Maybe for you, it isn’t the internet, but rather a fashion style or a summer hit song from your early days that now sounds positively retro. However, as technologies and fashion and music trends go, they’re ephemeral and always subject to change, often swaying back to the very thing that wasn’t cool or imaginable only a decade or two earlier.
It is however different for capitalist consumption trends. Ever since industrially produced personal items became affordable in the late nineteenth century, the measure of human well-being, both personally and when looking at entire societies, has been the degree to which people can afford new consumer goods. Whether we talk about clothes, electronics, cars, or furniture, newer was always better, and owning more newer things meant wealth and success.
When I look back at my life so far, I have the feeling that way more than the memories of pre-internet days, this culture of desiring new stuff that I fully grew up in is what will define me as an old man someday, compared to younger folks who grew up very differently.
We have all heard of the various separate trends and buzzwords in this realm. Pre-owned, vintage, and circular economies; they all refer to the growing demand for commercial items that aren’t new. And while economic and regulatory (environmental) motives underlie this growth, we can clearly see that in many verticals an inflection point is being reached, where enough people want to buy things that aren’t new, that it stops being an embarrassing personal circumstance, and becomes a trendy fashion statement instead.
This move, from the dread of second-hand to the lure of pre-owned, is exactly what a couple of Bulgarian managers at one of Europe’s biggest peer-to-peer marketplaces sensed a few years ago. Mihail Dimitrov was leading a business growth team at the marketplace company at the outset of the pandemic, when they ran research and realized that the fastest growing category of items listed for sale by owners was used smartphones, and not just in Bulgaria but across several regional markets. When they took these insights to management, however, they were told it’s interesting for marketing purposes, but given the volume of other businesses, the company doesn’t see reasons to launch a separate product for this vertical.
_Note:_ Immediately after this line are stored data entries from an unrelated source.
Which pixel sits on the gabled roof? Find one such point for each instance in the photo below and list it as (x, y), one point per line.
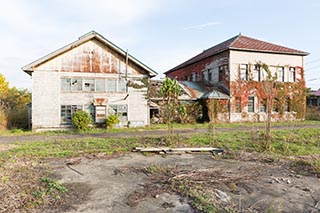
(243, 43)
(201, 90)
(82, 39)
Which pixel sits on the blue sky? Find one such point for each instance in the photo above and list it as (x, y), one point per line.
(160, 33)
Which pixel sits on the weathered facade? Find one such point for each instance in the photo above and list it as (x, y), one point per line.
(91, 74)
(238, 66)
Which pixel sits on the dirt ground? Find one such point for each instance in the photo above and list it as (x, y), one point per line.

This is when Mihail, who had in the meantime already validated the growing trend in pre-owned electronics across mature markets, thought to himself; Bingo.
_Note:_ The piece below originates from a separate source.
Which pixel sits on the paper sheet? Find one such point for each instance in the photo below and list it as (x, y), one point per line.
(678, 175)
The global market for refurbished and used mobile phones has grown at the rate of 7% over the 2016-2020 period and is projected to increase from US$ 49.9B in 2020 to US$ 143.8B by 2031, expanding at a CAGR of 10.2% during the same period. (Persistence Market Research, 2021)
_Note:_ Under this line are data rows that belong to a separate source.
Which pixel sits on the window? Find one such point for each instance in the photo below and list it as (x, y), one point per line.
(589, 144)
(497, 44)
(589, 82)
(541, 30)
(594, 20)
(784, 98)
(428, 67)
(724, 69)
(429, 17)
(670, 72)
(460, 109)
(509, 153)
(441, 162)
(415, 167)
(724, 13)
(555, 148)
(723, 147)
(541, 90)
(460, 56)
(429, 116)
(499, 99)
Mihail Dimitrov, Founder and CEO @ Swipe.bg
In early 2021, Mihail pitched the idea to Oggy Popov, a seasoned Bulgarian entrepreneur, who had previously built and sold the largest digital brochure business in the country. Oggy immediately appreciated the opportunity, after which Mihail left his job and the two set out to build Swipe.bg.
Fast-forward another ten months, and after the initial meetings at our Vitosha office, we got excited as well. According to market projections, pre-owned electronics may rise to capture anywhere between a third and a half of the total market in the next decade, and with the team’s prior experience in building and managing online businesses internationally, as well as the progress so far, it looks to us like a potential market leader in a segment that will become quite hot.
I’ve talked about this before, in Vitosha Stories about other companies we invested in: one of the most lucrative things to any early-stage investor is to invest in an able team going after a growing opportunity. In the investor community, we like to call this “A rising tide raises all the boats”. As Europe is undergoing a pivot, both in consumer preferences as well as in regulatory incentivization, towards circular economy solutions, we believe that Swipe.bg, with its partnerships with telecom providers, and thousands of happy customers, might be a big regional player in this up-and-coming sustainability-focused market trend.
So if you’re in Bulgaria, next time you plan to get a new phone, check out online what your old one will fetch, and have a look at the new models available. Chances are you won’t only save 50% or more for the same phone you’d buy new, but you’d also be an early joiner of one of the biggest shifts in capitalism and market economics in well over a century.